One last thing I should note, primarily to the people who will not read the book: Many people think of the people doing stuff like cost-effectiveness analyses in this field as the bad guys. That’s because they’re the ones who keep reminding us that we can’t afford everything. When it comes to health care we don’t like to be reminded of this fact, because sometimes when it’s been decided by decisionmakers that public money should not be spent on X it means that someone will die.
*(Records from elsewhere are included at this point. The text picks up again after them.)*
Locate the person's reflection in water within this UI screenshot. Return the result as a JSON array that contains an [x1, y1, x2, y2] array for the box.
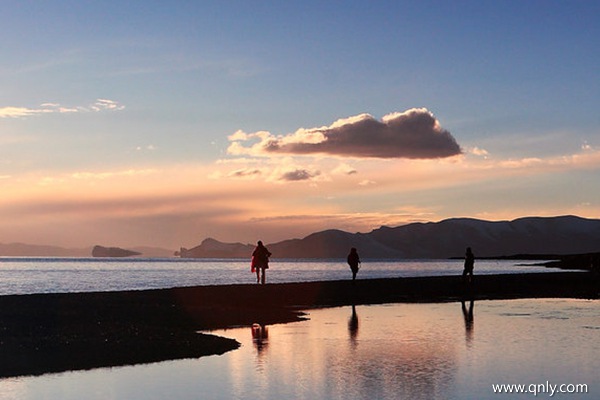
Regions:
[[251, 324, 269, 370], [348, 304, 358, 345], [461, 298, 475, 347]]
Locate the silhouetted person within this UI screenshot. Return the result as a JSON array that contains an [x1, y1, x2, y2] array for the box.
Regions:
[[463, 247, 475, 283], [252, 240, 271, 285], [347, 247, 360, 280]]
What I’d like to remind you of is that resource constraints don’t go away just because people prefer to ignore them; rather, when people disregard cost-effectiveness it may just mean that fewer people will be helped and more people will die than if a different course of action, perhaps the one suggested by a CEA, had been taken. CEAs may not provide the complete answer to how we should do these things and they have some limitations, but we should all keep in mind that it matters how we spend our money on this stuff, and that completely ignoring the resource constraint isn’t really a solution to the problems we face when dealing with these matters.